Can I refinance my mortgage with no closing costs?

 
Some people ask, what does refinancing mean? Some, what is the best way to refinance my home loan? While others, what are the requirements to refinance my home? And some even want to know if refinancing is a good idea.

Whether you need one or more of these questions answered, you need to be careful when choosing to refinance your mortgage.

Plus, understanding refinancing will help you decide if refinancing your mortgage is even for you.

What does refinance mean?

Mortgage refinancing is choosing a new loan to pay off your old mortgage. The main reason most homeowners in the United States refinance is to take advantage of the new lower interest rate and get a better, affordable loan.

For example, if you took out a mortgage 20 years ago at an interest rate of 8%. You can refinance it today with the current interest rate which is less than 4%, which can save you a lot of dollars per month.

Before you start refinancing your mortgage, let’s take a look at the pros and cons of refinancing.

Why is refinancing a good idea?

Lower interest rate

This is one of the main reasons homeowners refinance. When you see a drop in interest, it’s an opportunity to seize. Experts say it’s better if you can lower your interest rate by at least 2%.

Even if you can reduce it by 1%, that’s enough savings for you.

Plus, lowering your interest rate helps you increase the rate at which you accumulate equity in your home.

Fixed interest rate

Unlike variable rate mortgages where the interest rate can increase at any time, especially a few years after you take out the mortgage.

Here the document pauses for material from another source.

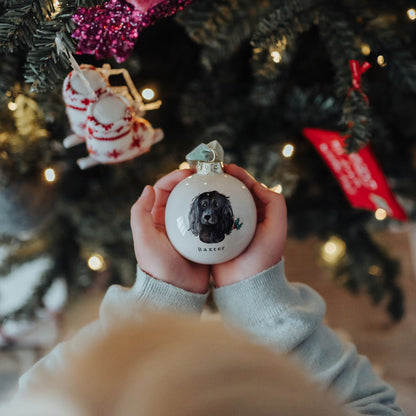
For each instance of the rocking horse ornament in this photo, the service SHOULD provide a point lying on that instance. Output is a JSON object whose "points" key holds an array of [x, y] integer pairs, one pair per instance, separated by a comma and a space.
{"points": [[108, 119]]}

When you refinance your mortgage, you can now choose to charge a fixed interest rate that will never change until you pay off the loan.

Why is refinancing a bad idea?

Closing cost

Refinancing costs money, which includes closing costs. The average closing cost to refinance your mortgage is between 2% and 5% according to Mortgage Reports.

So, if you are planning to refinance a loan of $300,000, you would have to pay a closing cost between $15,000 and $6,000.

According to a BankrateIf a homeowner is planning to move within the next five years, they may not get as much benefit from a refinance. Often the costs (of a refinance) could outweigh the benefits.

So if you paid that hefty amount to refinance your mortgage and move out later, you haven’t gotten your money back. You are lost.

bad credit

If you had a great credit score when you first took out your mortgage and then your credit score went down before you applied for a refinance. Your mortgage refinance rate may be higher than your original mortgage rate.

The minimum credit score for conventional loans is 620, while for FHA loans it is 580. So you need to maintain a minimum of these credit scores to get a good mortgage to refinance.

Do you get money back if you refinance your home?

Simple answer, yes!

This is called a cash-out refinancing. Where you replace your existing mortgage with a new one with lower interest. This allows you to withdraw a lump sum portion of the equity in your home.

Equity is the money you will get when you pay off your mortgage. Or the difference between the mortgage and the value of your home.

What do you need to refinance your home?

In order for you to refinance your home, you must first find out if you are eligible (Newsflash: most homeowners are eligible).

So, in this session, you will see some necessary tools that should be in your toolbox.

Credit score

Yes, a credit score comes back into the limelight, it is because of its importance in refinancing. In fact, it is very important for everything related to loans in the United States.

To refinance your mortgage, you need a good credit rating. Credit score ranges from 300 to 850 and an adequate credit score is 620 and above for conventional loans. And, 580 and up for FHA loans.

Lenders need your credit score to determine your ability to repay.

This credit score can determine if you qualify for a refinance and the mortgage rate it will give you.

Wait the minimum amount of time before refinancing

It depends on the lender you want to approach and the type of mortgage you need. You may have to wait a few months after stopping your original mortgage to refinance your mortgage.

For a conventional lender (cash-out refinance option), you must wait at least 6 months after closing your initial mortgage.

But, for an FHA loan (withdrawal option), you have to wait 6 months to a year after closing your original mortgage.

Considerable home equity

The lender will also look at the equity in your home. What is its strength?

According to research, it is best to have a minimum of 20% home equity before refinancing. This is more necessary if you want to do a cash-out refinance.

However, if your equity is below 20% and you have a favorable credit score, you may still be offered refinancing. But, you might get a higher interest rate.

Plus, there’s no consideration on home equity when you don’t go for the cash refinance option. If you just need an interest rate reduction and you have a good credit rating, you can easily get your application.